Впервые после многолетнего перерыва, открыв обычный литературный журнал, мы можем взять и прочитать шедевр, написанный не сто, даже не пять лет назад, а вот совсем недавно, и почувствовать такую близость вечности, какую ощущали, быть может, только тогда, когда читали в периодике «Поэму без героя», например, еще живой Анны Андреевны Ахматовой.

А без ощущения вечности жить можно только теоретически…

Могу добавить. В 2012 году, когда вышла книга Бориса Рыжего «В кварталах дальних и печальных…», ее премьеру отмечали в Московском театре «Мастерская Петра Фоменко»[4]. Мы с Сергеем Гандлевским случайно оказались в первом ряду плечом к плечу, и первым делом, после приветственного рукопожатия, он сказал совершенно неожиданно:

— Не люблю я вашей Ахматовой…

Отчего бы? Неважно. Так жили поэты.

Взаимосвязи муз и музык не так уж и замысловаты. Достаточно прокрутить магнитофонную ленту в обратном направлении.

Борис Рыжий:

Так гранит покрывается наледью,
и стоят на земле холода, —
этот город, покрывшийся памятью,
я покинуть хочу навсегда.
Будет тёплое пиво вокзальное,
будет облако над головой,
будет музыка очень печальная —
я навеки прощаюсь с тобой.
(«Так гранит покрывается наледью…»,1997)

Намного раньше был Гандлевский («Самосуд неожиданной зрелости…», 1982):

Для чего, моя музыка зыбкая,
Объясни мне, когда я умру,
Ты сидела с недоброй улыбкою
На одном бесконечном пиру
И морочила сонного отрока,
Скатерть праздничную теребя?
Это яблоко? Нет, это облако.
И пощады не жду от тебя.

Однако еще раньше — Мандельштам, звучащий несколько иначе, но в основе очень похоже («Стихи о неизвестном солдате», 1 марта 1937):

Научи меня, ласточка хилая,
Разучившаяся летать,
Как мне с этой воздушной могилой
Без руля и крыла совладать.
И за Лермонтова Михаила
Я отдам тебе строгий отчет,
Как сутулого учит могила
И воздушная яма влечет.

Другое дело, что в каждом случае из, казалось бы, общего звука вырастает совершенно свое произведение, а сам этот звук в истоке — больше, может быть, некрасовский, нежели названного Мандельштамом Лермонтова Михаила.

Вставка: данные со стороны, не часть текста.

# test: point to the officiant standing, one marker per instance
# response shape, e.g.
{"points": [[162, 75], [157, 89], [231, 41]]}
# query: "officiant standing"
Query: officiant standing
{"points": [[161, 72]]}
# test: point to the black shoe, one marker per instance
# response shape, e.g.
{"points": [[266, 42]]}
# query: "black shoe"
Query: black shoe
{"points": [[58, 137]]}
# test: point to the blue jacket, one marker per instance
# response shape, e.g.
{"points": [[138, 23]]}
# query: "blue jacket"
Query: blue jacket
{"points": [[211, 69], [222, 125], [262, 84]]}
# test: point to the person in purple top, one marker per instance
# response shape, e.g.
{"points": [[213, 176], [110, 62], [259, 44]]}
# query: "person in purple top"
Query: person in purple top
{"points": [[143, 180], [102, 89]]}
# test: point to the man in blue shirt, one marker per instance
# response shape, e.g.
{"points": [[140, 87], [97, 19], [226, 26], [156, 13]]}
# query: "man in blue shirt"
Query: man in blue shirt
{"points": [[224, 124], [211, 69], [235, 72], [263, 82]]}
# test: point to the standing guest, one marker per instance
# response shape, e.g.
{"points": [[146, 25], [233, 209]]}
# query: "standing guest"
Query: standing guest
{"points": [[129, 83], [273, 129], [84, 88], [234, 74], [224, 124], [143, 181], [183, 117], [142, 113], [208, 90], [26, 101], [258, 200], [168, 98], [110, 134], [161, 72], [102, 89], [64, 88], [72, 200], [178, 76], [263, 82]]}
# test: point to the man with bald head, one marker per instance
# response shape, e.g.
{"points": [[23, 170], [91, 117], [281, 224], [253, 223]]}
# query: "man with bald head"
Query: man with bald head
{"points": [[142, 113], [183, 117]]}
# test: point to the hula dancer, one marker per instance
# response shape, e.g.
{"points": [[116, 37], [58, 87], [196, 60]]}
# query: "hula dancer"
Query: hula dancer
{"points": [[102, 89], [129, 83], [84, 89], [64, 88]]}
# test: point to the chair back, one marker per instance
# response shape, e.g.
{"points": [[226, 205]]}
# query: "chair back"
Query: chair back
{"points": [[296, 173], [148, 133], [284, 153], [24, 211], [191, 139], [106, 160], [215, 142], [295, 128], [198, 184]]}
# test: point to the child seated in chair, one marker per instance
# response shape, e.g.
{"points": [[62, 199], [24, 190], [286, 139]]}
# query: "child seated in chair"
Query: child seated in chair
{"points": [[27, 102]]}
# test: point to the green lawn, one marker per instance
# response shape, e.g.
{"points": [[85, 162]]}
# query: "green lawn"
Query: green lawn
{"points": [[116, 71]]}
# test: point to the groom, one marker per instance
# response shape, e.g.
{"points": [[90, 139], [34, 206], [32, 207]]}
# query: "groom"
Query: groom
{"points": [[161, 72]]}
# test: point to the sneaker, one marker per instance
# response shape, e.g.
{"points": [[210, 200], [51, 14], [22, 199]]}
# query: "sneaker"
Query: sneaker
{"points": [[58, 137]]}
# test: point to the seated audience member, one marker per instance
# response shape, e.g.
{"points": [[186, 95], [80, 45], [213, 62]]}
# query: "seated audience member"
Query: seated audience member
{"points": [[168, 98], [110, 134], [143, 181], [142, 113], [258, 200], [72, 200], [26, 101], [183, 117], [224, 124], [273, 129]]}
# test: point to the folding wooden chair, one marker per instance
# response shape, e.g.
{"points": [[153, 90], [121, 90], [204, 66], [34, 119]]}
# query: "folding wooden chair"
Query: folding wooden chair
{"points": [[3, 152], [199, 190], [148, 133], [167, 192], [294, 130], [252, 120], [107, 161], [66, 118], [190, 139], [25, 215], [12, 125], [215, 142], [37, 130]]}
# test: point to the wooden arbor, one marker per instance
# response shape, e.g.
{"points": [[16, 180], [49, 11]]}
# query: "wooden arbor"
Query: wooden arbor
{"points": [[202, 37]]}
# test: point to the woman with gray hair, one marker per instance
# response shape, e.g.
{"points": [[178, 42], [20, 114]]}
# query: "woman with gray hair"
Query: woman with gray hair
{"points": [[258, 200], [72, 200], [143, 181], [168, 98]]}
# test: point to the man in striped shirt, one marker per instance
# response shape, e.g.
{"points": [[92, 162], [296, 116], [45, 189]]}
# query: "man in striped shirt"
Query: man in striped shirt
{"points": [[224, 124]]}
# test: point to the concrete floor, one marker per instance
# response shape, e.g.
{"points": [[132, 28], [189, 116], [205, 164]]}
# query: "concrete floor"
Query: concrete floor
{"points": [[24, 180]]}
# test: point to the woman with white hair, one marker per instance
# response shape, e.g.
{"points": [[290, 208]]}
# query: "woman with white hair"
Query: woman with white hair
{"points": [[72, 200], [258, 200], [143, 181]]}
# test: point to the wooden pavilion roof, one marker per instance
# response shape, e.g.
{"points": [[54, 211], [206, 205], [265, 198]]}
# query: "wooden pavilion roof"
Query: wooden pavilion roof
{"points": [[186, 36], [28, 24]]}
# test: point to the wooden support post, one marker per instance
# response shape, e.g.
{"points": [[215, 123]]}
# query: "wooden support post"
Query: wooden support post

Ну а свои «Стансы» (1995, октябрь), уже не центонные, а совсем собственные, Рыжий посвятил как раз женщине-поэту — Евгении Извариной.

Фонтан замёрз. Хрустальный куст,
сомнительно похожий на
сирень. Каких он символ чувств —
не ведаю. Моя вина.
Сломаем веточку — не хруст,
а звон услышим: «дин-дина».
Дружок, вот так застынь и ты
на миг один. И, видит бог,
среди кромешной темноты
и снега — за листком листок —
на нём распустятся листы.
Такие нежные, дружок.
И звёзд печальных, может быть,
прекрасней ты увидишь цвет.
Ведь только так и можно жить —
судьба бедна. И скуден свет
и жалок. Чтоб его любить,
додумывай его, поэт.
За мыслью — мысль. Строка — к строке.
Дописывай. И бог с тобой.
Нужна ль тоска, что вдалеке,
когда есть сказка под рукой.
Хрустальный куст. В твоей руке
так хрупок листик ледяной.
вернуться

4

С марта 2010 года в этом театре идет спектакль «Рыжий».